Essentially, the Guidelines provide the relevant criteria used by AMCU in its assessment of vertical and conglomerate mergers. Upon establishing the relevant product and geographical markets, the AMCU shall proceed to evaluate the impact of the potential merger on competition in these markets. This impact may be determined by analysis of the following criteria:

  1. market shares of merging undertakings and concentration levels on relevant markets;
  2. potential anticompetitive effects on relevant markets, 
  3. possible balancing effects of the buyer's power;
  4. possible balancing effects of the new undertaking's entry on the market; and
  5. the risk of bankruptcy. 

The above criteria should be applied on a case-by-case basis and the Guidelines establish specific guidance on how the cited criteria should apply in case of a simplified merger notification. The Guidelines also provide that if as a result of an analysis of criteria (i) and (ii) above there is a risk of market monopolization or significant restriction of competition, then criteria (iii) and (v) shall be additionally applied by the AMCU.

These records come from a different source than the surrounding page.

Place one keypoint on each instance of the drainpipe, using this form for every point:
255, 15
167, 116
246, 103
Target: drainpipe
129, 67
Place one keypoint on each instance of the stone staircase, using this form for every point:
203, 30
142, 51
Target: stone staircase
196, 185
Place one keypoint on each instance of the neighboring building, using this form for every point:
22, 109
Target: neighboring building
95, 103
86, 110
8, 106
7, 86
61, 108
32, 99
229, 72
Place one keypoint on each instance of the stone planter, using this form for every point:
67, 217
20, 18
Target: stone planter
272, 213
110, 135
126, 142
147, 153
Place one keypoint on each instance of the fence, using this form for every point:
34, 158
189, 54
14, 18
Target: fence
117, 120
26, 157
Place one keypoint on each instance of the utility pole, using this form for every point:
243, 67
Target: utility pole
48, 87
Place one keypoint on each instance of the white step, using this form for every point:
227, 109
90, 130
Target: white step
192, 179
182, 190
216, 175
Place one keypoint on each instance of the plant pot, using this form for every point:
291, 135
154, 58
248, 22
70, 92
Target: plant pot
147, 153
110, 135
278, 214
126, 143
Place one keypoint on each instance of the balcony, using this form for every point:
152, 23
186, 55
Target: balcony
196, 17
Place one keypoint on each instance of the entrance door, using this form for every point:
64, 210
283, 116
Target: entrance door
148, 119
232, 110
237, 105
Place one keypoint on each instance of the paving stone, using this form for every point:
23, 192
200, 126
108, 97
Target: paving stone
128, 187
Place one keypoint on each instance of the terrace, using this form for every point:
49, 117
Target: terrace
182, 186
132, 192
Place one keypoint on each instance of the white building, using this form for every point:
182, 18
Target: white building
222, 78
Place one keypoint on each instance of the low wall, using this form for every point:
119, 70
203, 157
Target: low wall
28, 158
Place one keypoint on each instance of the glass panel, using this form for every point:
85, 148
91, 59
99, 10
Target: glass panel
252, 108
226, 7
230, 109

The market power of the merging entities is also considered, with AMCU being unlikely to identify concerns where the post-merger market share is below 30% and the HHI is below 2000.

However, the AMCU shall consider whether any of the following additional factors, which would increase the risk of anticompetitive effects on the market, are in place:

  1. significant cross-shareholdings or cross-control relations among the market participants;
  2. one of the entities is likely to disrupt the coordinated conduct among the entities;
  3. indications of past or ongoing coordination of actions among the merging entities and competitors; or 
  4. one of the entities is likely to broaden its activity in the future (e.g. due to the implementation of innovation technologies). At the same time, even if the post-merger market share exceeds 30% and the HHI is above 2000, the AMCU should still analyse whether a particular merger may affect market competition.

The Guidelines recognize that the anticompetitive effects of non-horizontal mergers may either be coordinated in nature, or non-coordinated (with the latter leading to concerns such as input or customer foreclosure for vertical mergers and foreclosure in related markets for conglomerate mergers). The foreclosure likelihood shall be assessed on a case-by-case basis, taking into account:

  1. the ability to foreclose;
  2. the incentive to foreclose; and
  3. the impact on competition.

Notably, the Guidelines do not include non-coordinated theories of harm other than foreclosure. While the Guidelines are modelled after the Guidelines on the assessment of non-horizontal mergers issued by the European Commission in 2008, they do not precisely mirror the latter, which may lead to different assessment standards.